I think even in a large system  I would personally prefer avoiding the unnecessary CPU overhead involved in modifying a common resource in an exit-state handler, especially when it is likely (required in this example) that the next state’s entry-state handler will also modify the same resource. This would negatively impact CPU usage and code size, attributes that are of particular concern to the firmware and embedded software domains.
That being said, I can certainly imagine situations where the system must guarantee all clean-up behavior for safety or absolute correctness reasons. This would then be dependent on the particulars of the system. Furthermore, I could imagine a system where the example bug I describe could be considered, in and of itself, a safety flaw (i.e. if LED indicators briefly flashed “normal” as the system was transitioning to an error state, this would likely be considered a serious flaw in a safety environment).

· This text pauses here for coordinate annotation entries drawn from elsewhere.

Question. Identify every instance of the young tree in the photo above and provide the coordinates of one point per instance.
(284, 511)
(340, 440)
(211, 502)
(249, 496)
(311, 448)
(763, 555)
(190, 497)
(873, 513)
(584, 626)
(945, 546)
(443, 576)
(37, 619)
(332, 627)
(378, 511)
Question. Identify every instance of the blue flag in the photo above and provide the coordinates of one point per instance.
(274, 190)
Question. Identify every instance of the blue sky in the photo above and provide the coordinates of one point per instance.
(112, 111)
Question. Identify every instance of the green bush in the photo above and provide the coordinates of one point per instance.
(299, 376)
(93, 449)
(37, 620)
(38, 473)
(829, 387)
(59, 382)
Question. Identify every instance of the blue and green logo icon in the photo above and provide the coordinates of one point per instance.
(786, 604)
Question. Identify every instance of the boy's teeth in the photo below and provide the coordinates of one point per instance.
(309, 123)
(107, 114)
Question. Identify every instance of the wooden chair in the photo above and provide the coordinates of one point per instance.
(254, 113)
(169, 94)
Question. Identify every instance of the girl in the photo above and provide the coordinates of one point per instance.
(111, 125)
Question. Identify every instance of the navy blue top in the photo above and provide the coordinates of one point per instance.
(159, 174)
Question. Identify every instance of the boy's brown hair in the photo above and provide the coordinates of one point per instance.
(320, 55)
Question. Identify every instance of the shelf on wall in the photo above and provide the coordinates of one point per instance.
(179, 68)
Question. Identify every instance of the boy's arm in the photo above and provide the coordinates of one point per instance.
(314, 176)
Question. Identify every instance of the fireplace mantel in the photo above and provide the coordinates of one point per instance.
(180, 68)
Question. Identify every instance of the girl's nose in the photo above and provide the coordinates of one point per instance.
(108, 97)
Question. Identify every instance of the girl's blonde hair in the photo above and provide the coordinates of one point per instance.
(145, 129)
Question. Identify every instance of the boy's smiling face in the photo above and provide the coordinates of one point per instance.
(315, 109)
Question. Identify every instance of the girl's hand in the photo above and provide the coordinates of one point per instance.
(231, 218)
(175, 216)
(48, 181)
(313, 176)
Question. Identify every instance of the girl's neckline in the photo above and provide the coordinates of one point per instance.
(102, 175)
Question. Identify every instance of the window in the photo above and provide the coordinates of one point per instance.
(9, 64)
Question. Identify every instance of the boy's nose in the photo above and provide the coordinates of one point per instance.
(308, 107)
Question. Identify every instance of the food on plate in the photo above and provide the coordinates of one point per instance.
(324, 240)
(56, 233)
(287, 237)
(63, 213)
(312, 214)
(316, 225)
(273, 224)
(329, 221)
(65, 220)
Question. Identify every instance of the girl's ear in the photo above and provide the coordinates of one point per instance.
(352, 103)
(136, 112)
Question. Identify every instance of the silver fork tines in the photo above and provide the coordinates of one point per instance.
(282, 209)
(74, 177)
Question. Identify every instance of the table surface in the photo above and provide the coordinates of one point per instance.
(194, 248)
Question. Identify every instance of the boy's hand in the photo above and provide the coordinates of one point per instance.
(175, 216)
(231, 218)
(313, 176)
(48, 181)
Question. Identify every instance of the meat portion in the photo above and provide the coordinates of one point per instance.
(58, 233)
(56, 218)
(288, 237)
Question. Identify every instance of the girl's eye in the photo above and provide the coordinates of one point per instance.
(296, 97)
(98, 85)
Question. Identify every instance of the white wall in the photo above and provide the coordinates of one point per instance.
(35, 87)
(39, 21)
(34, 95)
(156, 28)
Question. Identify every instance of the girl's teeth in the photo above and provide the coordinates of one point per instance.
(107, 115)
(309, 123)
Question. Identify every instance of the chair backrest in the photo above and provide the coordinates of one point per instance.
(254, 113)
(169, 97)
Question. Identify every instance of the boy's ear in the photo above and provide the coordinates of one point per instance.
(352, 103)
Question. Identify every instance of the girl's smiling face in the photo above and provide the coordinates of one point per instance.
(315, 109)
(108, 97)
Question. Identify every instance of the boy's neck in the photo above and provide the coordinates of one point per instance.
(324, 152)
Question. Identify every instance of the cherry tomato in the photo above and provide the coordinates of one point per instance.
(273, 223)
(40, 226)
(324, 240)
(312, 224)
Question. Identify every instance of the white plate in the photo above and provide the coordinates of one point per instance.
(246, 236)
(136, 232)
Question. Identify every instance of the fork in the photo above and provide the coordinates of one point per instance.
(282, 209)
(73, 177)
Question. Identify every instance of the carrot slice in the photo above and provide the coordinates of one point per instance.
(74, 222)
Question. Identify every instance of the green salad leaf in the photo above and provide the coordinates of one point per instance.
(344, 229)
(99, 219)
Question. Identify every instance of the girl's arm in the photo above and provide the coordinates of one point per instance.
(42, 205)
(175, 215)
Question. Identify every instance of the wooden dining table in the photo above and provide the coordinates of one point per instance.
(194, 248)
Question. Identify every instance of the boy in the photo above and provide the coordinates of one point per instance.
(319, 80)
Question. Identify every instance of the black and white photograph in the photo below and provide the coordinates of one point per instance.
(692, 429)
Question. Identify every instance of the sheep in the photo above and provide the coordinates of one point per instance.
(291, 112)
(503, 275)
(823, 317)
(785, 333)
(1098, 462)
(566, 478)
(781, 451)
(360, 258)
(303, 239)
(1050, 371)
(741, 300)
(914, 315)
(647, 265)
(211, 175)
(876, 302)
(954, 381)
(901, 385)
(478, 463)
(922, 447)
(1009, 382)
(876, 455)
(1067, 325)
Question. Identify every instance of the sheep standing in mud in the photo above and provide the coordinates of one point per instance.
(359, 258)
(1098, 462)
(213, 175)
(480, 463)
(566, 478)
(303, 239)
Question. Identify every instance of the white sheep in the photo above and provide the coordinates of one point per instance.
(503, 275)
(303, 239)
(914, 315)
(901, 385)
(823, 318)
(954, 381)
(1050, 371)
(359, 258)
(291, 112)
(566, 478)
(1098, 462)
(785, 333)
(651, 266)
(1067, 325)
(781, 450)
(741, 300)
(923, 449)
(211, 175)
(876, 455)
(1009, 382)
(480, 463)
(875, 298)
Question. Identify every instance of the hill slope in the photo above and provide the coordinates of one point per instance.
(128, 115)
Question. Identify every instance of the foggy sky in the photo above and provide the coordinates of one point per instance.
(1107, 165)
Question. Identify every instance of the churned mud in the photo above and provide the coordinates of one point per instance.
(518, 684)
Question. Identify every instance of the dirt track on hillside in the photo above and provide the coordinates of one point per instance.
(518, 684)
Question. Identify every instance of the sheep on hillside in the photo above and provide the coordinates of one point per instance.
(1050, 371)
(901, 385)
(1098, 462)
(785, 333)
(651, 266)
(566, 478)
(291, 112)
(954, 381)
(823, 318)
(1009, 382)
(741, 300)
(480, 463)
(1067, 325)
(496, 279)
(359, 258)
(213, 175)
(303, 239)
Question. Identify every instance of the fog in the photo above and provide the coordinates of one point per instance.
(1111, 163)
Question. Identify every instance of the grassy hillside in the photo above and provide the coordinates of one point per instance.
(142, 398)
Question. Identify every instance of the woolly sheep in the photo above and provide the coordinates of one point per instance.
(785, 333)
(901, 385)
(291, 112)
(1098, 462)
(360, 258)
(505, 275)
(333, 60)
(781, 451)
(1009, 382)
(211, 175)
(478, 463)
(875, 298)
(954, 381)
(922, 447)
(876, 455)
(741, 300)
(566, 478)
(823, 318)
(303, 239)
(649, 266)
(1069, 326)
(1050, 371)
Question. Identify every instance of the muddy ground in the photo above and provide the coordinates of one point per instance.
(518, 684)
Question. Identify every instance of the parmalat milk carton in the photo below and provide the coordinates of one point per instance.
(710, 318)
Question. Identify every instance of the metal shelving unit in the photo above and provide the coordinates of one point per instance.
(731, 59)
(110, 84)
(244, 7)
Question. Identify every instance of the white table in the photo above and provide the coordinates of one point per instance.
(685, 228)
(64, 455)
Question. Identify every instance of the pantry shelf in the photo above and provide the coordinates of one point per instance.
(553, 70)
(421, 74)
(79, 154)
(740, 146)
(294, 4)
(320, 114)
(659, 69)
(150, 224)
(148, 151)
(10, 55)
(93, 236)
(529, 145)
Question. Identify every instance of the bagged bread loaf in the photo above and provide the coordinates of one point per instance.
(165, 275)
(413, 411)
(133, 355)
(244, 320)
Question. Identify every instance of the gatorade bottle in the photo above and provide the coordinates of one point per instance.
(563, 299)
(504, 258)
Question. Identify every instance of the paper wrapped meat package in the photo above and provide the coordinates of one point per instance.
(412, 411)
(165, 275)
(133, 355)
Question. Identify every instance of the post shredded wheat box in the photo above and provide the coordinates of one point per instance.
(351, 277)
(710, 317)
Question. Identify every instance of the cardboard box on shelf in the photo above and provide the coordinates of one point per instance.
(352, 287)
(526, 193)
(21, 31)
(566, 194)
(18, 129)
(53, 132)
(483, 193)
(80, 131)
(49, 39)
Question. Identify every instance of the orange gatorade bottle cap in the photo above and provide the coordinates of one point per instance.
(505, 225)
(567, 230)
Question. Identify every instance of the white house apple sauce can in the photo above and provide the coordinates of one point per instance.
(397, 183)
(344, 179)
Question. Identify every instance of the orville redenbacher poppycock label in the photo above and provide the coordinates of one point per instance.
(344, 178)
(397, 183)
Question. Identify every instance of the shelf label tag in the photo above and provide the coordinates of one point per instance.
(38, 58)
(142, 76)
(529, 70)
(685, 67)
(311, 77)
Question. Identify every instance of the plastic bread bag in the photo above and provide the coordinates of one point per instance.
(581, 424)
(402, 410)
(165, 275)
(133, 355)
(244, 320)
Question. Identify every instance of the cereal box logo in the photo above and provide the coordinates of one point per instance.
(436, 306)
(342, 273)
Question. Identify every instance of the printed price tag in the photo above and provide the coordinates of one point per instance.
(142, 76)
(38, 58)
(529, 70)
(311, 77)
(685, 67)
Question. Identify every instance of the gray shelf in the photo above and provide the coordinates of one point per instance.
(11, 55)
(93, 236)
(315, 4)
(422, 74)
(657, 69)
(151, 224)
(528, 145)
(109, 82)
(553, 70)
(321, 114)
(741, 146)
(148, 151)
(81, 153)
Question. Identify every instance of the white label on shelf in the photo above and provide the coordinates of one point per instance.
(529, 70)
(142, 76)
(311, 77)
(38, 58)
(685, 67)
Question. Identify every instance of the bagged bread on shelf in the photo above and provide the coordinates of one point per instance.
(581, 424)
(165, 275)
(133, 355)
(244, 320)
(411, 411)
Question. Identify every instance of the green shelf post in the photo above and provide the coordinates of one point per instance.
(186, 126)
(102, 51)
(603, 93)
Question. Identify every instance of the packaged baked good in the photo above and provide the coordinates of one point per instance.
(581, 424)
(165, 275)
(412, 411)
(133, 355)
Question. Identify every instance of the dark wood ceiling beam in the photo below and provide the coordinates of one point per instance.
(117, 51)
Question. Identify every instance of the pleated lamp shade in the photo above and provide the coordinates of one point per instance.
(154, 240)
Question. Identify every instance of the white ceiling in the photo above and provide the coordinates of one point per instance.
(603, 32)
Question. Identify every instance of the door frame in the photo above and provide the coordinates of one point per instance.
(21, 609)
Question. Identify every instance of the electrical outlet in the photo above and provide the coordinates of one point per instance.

To your second question: Yes, if we wanted to guarantee this clean-up behavior (in an OO environment ) a particular approach would be to create an appropriate base class with the desired guaranteed behavior, and then direct the software engineering team to derive from that class (when appropriate).
Thank you for the question, it certainly demonstrates why I said to “be wary of”, rather than declaring it an absolute rule.
 I would perhaps define ‘large’ as a system where a single state-machine (active object, HSM) is being modified and maintained by more than 5 people, which probably implies at least 50 to 100 states. Systems this large often use formal UML modeling tools and associated code generation, which would perhaps then further alleviate the concern (while creating new concerns…).
 In an OO environment where each state is also a class. An example is Qt’s QState: https://doc.qt.io/qt-5/qstate.html. In other more “C like” state-machine environments, common clean up utility functions may be required, which would then not give us the guarantee as developers would need to remember to add that common code to their exit-state handlers.